The reality is that grammar is a fraction of the writing process and MLA formatting a specialized requirement of academic writing. I do not diminish the significance of either, but neither should rule the perspective of whether a student has learned to write or not. Regionally, I point to the change in the scoring of the Pennsylvania PSSA Writing Assessment. It is no coincidence that the state has come to its senses and offered two separate scores for a writing sample--one score for the writing, and a second score for the grammar and mechanics.

Yet, too often, grammar and mechanics are what adults (administration, teachers, and parents) equate with being a good writer because it is what we were all trained to believe--if he/she can master a series of grammar worksheets, grasp MLA formatting, and espouse the nuances of the parts of speech, then he/she must be a good writer.
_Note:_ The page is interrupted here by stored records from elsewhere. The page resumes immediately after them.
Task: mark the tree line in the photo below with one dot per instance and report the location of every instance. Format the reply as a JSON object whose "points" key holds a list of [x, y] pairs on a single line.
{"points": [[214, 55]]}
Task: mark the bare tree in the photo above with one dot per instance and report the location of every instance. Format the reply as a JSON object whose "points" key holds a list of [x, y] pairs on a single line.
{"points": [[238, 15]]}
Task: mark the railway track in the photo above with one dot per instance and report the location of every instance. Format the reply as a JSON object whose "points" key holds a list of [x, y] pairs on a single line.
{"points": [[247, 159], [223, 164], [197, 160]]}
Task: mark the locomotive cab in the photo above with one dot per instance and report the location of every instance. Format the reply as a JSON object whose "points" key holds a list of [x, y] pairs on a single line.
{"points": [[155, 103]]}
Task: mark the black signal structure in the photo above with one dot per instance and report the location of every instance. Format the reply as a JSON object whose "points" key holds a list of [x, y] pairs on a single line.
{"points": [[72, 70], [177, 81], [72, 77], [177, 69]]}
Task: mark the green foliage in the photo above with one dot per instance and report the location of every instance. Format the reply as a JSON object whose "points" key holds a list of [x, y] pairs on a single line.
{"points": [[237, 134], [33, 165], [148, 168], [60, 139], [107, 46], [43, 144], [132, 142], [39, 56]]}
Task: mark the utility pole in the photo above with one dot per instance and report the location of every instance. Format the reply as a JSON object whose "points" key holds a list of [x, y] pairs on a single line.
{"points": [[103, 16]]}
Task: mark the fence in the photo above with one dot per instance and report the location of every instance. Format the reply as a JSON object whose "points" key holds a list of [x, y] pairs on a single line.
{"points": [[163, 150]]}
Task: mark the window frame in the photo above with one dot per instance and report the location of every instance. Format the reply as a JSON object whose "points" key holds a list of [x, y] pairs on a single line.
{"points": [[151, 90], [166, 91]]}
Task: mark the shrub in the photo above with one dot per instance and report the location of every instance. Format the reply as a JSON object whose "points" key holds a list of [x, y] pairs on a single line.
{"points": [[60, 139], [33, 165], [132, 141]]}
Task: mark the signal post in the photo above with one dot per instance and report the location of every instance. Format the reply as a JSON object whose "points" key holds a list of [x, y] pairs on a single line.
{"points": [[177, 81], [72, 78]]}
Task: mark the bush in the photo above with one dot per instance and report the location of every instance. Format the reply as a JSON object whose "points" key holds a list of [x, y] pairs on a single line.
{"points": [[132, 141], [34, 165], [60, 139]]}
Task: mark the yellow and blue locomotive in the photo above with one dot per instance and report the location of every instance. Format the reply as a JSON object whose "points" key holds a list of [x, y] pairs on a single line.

By leveraging grammar and mechanics above all else in the writing process, we continue train ourselves, and our kids, to expect an English teacher to be an editor. 

In a middle school the most important component of writing is content.

Teach the students to own their content--to enjoy their content--to want to dig deeper and develop their content. Let them run--let their pens run. Teach them to say something with their words, to truly move beyond the surface. What good is a piece of writing that says nothing but is all scrubbed up and polished and grammatically correct?

Without content we can not discuss focus, context, organization, or style. Without content we can not begin to address the basics of the mechanics or the grammar let alone the advantages of being strong in mechanics and grammar so that we can learn to adapt it to cull nuance and power out of our words.

Before any of that, comes content.

Kids can talk about content.

And everyone can teach or reinforce content.